That brake is coming off. The Open Courts Act and the bills that followed it have repeatedly proposed making PACER free. A federal lawsuit, National Veterans Legal Services Program v. United States, already found that the judiciary charged more than the statute allowed. Free access is the right outcome. Records that cost money to read are not really public, and the people most often blocked by the meter are public defenders, pro se litigants, small-town reporters, and academic researchers - not the people you would worry about.

The problem is what the fee was hiding. Ten cents a page was never a privacy safeguard. It was rent.
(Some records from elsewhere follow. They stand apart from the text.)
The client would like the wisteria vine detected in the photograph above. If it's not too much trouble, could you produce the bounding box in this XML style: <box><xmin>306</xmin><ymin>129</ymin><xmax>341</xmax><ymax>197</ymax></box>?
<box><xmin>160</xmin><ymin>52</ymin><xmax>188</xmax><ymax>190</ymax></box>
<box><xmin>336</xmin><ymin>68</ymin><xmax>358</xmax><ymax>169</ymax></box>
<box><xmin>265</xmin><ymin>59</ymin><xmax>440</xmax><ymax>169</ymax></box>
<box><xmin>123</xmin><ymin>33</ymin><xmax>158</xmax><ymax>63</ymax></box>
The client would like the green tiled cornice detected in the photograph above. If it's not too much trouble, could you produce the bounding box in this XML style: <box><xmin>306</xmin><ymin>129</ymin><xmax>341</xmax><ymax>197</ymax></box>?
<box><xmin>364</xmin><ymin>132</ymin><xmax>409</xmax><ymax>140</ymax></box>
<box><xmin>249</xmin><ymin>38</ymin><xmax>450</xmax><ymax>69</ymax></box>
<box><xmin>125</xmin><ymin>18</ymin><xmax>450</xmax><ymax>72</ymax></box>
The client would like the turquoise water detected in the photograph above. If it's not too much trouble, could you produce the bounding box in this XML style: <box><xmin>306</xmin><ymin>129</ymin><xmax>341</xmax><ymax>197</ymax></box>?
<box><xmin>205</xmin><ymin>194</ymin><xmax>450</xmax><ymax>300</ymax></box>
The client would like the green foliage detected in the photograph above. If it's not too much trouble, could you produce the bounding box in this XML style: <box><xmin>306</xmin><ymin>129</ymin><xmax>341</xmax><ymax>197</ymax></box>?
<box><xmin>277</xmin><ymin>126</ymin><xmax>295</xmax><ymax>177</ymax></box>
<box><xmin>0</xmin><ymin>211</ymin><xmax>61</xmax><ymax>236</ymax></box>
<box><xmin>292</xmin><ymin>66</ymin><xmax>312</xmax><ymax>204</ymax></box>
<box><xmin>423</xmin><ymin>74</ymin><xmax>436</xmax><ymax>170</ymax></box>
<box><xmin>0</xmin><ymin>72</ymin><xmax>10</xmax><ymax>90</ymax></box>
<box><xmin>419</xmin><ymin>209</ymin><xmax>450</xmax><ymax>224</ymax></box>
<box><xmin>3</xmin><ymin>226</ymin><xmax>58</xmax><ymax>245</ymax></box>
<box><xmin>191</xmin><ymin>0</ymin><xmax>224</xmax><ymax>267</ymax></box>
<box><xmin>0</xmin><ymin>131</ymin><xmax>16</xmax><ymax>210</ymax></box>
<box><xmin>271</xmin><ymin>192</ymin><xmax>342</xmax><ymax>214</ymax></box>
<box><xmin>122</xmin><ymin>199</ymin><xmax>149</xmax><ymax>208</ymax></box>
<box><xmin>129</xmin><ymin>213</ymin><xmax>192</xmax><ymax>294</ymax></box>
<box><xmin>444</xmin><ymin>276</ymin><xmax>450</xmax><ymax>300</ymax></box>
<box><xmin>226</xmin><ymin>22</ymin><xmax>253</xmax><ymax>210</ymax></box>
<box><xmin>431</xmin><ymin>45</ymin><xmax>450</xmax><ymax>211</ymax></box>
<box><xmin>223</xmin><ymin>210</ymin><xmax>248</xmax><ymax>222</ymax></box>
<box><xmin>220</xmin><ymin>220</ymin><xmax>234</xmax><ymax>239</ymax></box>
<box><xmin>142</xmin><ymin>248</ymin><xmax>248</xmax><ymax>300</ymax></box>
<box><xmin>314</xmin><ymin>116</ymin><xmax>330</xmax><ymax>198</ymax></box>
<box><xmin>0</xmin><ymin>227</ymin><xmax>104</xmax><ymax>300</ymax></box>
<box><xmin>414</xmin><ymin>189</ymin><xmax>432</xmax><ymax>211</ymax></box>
It happened to sit in front of a system with no real privacy architecture behind it, and as long as the rent was there, nobody had to look at what was missing. Remove the rent and you do not create a new risk. You expose one that has been there the whole time. The records were always sensitive. They were just expensive enough that nobody pulled all of them at once.

The useful way to think about this is to stop calling it a records system and start calling it what it becomes the moment access is free and bulk: a dataset. Tens of millions of documents, generated by a known process, in semi-structured formats, describing real people by name, tied to real outcomes. That is not a filing cabinet. That is a corpus. And corpora get trained on, queried, linked, and abused according to a completely different set of rules than the ones courts wrote for paper.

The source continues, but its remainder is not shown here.